In this Issue, April/May 2005
byYou'll notice right off that we've combined the April and May New Individualist into a double issue. Don't worry, we're still producing ten issues a year; instead of a July-August double issue we'll have an issue for each of those months to maximize your summer reading!
We have heard a lot of screaming in recent years about the Religious Right. Every time there has been a public outcry against some new low in indecency, sage columnists have proclaimed that the Religious Right is trying to impose its values on America as a first step toward theocracy. In this issue of The New Individualist, Roger Donway argues that it is in fact a man of the Left, New York State Attorney General Eliot Spitzer, who is the person most likely to bring government-enforced morality to the United States.
Over the last four years, Spitzer has used his position to re-fashion several of the country's financial industries in accordance with his own altruist and egalitarian ethical convictions. In doing so, he has won near-universal applause from the national press. Now, Spitzer is running for the governorship of New York and he has opened up a huge lead in the polls. As a result, more than a few commentators are already speaking of him as a future president. To understand just how frightening that prospect is, don't miss Roger Donway's analysis of the philosophy that drives our country's most dangerous politician: "Eliot Spitzer: Ayatollah General."
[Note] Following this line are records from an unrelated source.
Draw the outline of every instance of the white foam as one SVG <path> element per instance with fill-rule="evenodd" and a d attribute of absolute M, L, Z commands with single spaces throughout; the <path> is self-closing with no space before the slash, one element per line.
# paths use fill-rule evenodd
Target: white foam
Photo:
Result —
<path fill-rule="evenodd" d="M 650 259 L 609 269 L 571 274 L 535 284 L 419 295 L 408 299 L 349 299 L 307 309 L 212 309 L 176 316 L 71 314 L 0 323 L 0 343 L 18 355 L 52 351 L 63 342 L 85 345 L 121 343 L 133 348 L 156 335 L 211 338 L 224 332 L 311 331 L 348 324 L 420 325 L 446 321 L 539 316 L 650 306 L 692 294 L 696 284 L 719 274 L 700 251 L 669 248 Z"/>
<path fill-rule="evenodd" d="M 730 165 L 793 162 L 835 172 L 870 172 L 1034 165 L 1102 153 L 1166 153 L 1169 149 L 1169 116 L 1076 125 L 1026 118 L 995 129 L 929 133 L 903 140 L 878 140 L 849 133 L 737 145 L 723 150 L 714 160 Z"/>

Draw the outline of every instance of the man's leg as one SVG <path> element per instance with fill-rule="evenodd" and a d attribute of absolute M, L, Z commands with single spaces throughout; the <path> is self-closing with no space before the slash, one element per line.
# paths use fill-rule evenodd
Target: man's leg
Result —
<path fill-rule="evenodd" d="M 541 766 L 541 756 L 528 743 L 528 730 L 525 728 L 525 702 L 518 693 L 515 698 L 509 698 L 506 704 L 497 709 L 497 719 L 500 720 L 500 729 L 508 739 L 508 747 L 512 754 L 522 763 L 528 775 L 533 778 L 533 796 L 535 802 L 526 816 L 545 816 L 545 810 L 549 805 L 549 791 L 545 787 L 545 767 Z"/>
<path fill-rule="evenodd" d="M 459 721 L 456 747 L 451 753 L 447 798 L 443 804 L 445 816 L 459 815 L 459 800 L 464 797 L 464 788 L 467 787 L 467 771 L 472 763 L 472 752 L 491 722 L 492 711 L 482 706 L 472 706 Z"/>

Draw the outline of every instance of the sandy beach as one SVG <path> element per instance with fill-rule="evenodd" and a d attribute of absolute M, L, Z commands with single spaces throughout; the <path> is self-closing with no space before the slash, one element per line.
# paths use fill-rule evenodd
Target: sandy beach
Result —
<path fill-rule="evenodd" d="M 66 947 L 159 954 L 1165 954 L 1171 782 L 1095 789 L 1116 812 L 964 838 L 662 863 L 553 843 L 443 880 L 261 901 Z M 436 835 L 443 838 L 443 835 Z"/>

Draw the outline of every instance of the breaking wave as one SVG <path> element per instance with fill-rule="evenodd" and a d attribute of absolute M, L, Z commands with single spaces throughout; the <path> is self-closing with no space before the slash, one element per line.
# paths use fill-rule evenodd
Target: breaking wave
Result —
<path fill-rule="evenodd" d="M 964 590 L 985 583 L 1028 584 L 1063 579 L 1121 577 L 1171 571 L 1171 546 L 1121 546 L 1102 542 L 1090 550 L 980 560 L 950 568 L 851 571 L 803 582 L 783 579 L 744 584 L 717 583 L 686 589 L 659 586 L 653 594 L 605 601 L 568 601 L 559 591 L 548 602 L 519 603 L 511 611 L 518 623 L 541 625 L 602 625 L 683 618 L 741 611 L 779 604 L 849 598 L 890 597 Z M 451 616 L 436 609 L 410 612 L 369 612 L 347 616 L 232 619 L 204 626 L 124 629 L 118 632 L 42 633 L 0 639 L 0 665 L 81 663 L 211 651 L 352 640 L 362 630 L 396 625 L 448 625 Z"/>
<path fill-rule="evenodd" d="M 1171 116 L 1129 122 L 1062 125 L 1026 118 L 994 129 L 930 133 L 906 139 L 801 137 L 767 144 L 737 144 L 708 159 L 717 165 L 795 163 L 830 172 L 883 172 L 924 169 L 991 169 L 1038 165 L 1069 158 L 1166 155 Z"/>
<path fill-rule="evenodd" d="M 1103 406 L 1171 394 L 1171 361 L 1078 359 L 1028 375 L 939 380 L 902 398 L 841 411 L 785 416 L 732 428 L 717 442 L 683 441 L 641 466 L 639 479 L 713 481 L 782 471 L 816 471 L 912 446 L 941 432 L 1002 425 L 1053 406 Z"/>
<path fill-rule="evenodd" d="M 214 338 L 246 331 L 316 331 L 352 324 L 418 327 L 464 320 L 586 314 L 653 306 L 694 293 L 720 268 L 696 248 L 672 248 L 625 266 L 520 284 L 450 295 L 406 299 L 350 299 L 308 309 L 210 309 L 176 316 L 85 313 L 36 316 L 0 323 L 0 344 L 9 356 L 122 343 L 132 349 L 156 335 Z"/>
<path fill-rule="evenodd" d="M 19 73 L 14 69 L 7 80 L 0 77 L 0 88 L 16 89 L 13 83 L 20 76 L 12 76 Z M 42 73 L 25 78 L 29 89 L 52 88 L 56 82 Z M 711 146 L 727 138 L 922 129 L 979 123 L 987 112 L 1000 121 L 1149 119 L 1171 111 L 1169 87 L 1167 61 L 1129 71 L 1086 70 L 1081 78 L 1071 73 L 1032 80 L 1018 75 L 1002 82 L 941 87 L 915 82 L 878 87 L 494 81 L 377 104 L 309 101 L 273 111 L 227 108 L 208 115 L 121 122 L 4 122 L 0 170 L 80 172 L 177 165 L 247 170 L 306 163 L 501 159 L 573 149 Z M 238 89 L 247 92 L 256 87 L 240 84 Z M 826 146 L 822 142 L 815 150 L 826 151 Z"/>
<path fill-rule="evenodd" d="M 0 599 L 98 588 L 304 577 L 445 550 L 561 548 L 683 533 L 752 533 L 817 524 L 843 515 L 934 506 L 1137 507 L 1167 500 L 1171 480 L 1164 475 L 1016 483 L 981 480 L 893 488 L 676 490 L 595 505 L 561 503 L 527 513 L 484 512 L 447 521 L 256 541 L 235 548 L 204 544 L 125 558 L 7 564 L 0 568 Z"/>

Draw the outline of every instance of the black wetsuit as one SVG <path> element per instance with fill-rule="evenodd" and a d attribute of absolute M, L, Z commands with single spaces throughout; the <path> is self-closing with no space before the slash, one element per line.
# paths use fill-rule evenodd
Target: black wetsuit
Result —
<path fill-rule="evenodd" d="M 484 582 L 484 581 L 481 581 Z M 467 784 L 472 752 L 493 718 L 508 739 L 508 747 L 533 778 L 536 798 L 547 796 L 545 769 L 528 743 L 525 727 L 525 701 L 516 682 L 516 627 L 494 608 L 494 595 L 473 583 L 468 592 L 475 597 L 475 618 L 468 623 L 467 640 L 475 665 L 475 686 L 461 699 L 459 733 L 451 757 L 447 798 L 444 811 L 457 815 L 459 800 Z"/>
Another serious threat to the liberty of Americans is also religious in nature, for it comes from that neo-pagan religion we call environmentalism, as adopted and promoted by the United Nations. In an article that I co-authored with Michael Shaw, founding participant in Freedom 21 Santa Cruz, a pro-liberty and property rights organization, we show how Agenda 21, a product of the U.N.'s 1992 Rio Summit, has facilitated the establishment of councils in every country and state under terms like "sustainable development" for the express purpose of limiting the use of private property in the name of their ideologies and political agendas. These councils are similar to the soviets that were the basis of the former union by that name and are not only undermining individual liberty but the democratic and constitutional checks on government.
If anyone wishes to grasp environmentalism's fundamentally religious nature, he need only read Will Thomas's review of Jared Diamond's book on apocalyptic ecology: Collapse: How Societies Choose to Fail or Succeed. Diamond is a professor at the University of California, Los Angeles, and he brings great learning to his analyses and predictions. But like a Creationist ignoring biology, or a Young Earther ignoring geology, the one thing Diamond studiously avoids bringing to his work, Thomas shows, is the science most relevant to it: economics.